What matters more for private consumption: housing wealth or stock market wealth?

Economists often talk of a ‘wealth’ effect in terms of private consumption. In economies such as the US, where private consumption is around 70% of GDP, determining the size and significance of this wealth effect is rather important. An important question, however, is whether or not all wealth effects are the same, or are some forms of private wealth more influential than others in encouraging consumption?

In a paper that revisits their earlier work on this topic, Karl E. Case, John M. Quigley, and Robert J. Shiller have provided some rigorous and highly informative analysis to answer this question. To preview the conclusion of the paper, the authors find that housing wealth has more of an impact on consumption than stock market wealth. Furthermore, this impact is symmetric, meaning that losses in housing wealth matter just as much as increases in housing wealth. This is especially relevant to the US economy, where households have seen a significant drop in housing wealth since the great recession.

How they did it

Case et al used a range of multivariate techniques to assess this question. Rather than proposing a theoretical framework for how these factors are related to consumption, the authors tested various specifications of the econometric models to ensure the robustness of the findings. Setting a high standard for other econometrician’s to follow, the various models showed the relationships to be robust to different specifications.

The four main series used were housing wealth, financial wealth, retail sales (as a proxy for consumption) and income. The data was at the state level, transformed using logarithms, deflated so they are ‘real’ and presented in per capita terms. As well as the standard ‘ordinary least squares’ model, Case et al also looked at ‘first difference’ and ‘error correction’ models.

What they found

Case et al, across these different specifications, consistently found that housing wealth matters for consumption with its effect being larger than that of stock market wealth. The results showed elasticities of housing wealth to consumption in the range of 0.03 to 0.18, implying for example, that a 1% increase in housing wealth would increase consumption in the range of 0.03% and 0.18%.

There were also additional findings that are worth mentioning.

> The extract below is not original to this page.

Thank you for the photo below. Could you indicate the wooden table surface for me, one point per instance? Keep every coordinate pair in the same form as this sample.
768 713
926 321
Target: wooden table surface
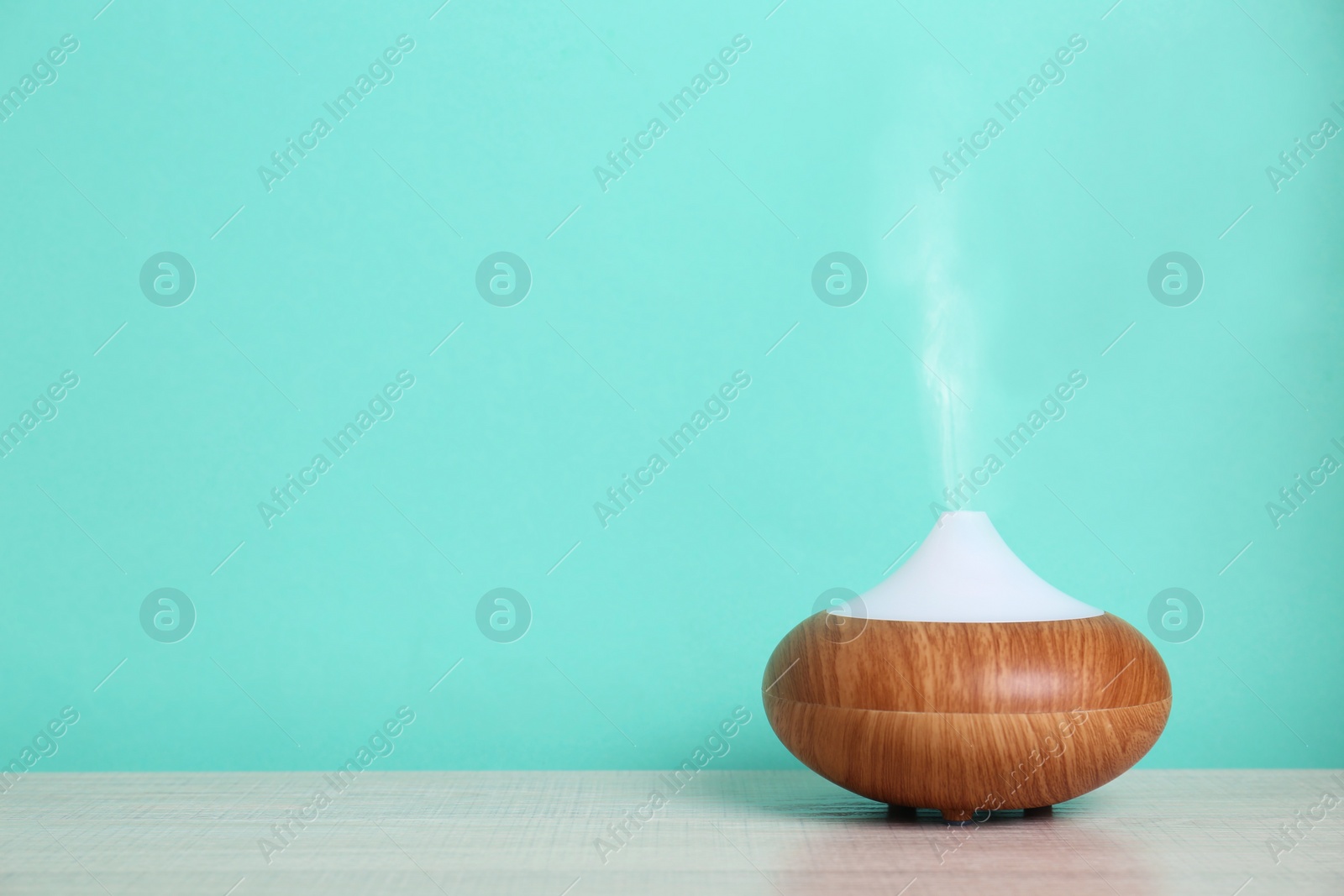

Unlike their previous study, Case et al found evidence that declines in housing wealth are also significant. The elasticity in the down market was around 0.1%. Moreover, as the error correction models are a real interest of mine, it was important to see that even when the long run relationship between income and consumption was accounted for, the short run impacts of changes in housing wealth still had an influence in the range cited above.

Why is this important

This work from Case et al is very important in at least two respects. Firstly, by quantifying these effects, it has really helped our understanding of the impact of the housing market on consumption. Given what has happened in the US housing market since 2007/2008, this enables some economic perspective on the housing crash. As Case et al note, with consumption about $10 trillion, a 35% decrease in housing wealth would reduce consumption by $350 billion.

Secondly, this work matters for economic policymaking. One of the targets of QE, or quantitative easing, is the stock market. The logic is that by reducing the yield on bonds, this encourages investors to buy equities, which pushes up the stock market. This increase in the stock market makes people feel wealthier and encourages spending. But as Case et al show, the housing market is much more influential in encouraging private spending. The US Federal Reserve is aware of this, as they are also buying ‘mortgage backed securities’, with the aim of driving down mortgage rates. While this is important, it also seems that policy towards housing debt would have also been useful in the Great Recession, as outlined by the IMF .

Finally, given my own research interests, the concept of deleveraging must have some relevance here. There is little doubt that housing wealth matters, but perhaps what also matters is housing and stock market wealth relative to factors like income or debt. It would be highly interesting, therefore, to explore these same specifications with a control variable of household debt and possibly an interaction term of household debt with household wealth or income. This research would build on the notion that housing wealth matters, but it would begin to shed light on deleveraging: we know that the private sector is deleveraging, but where is it deleveraging to?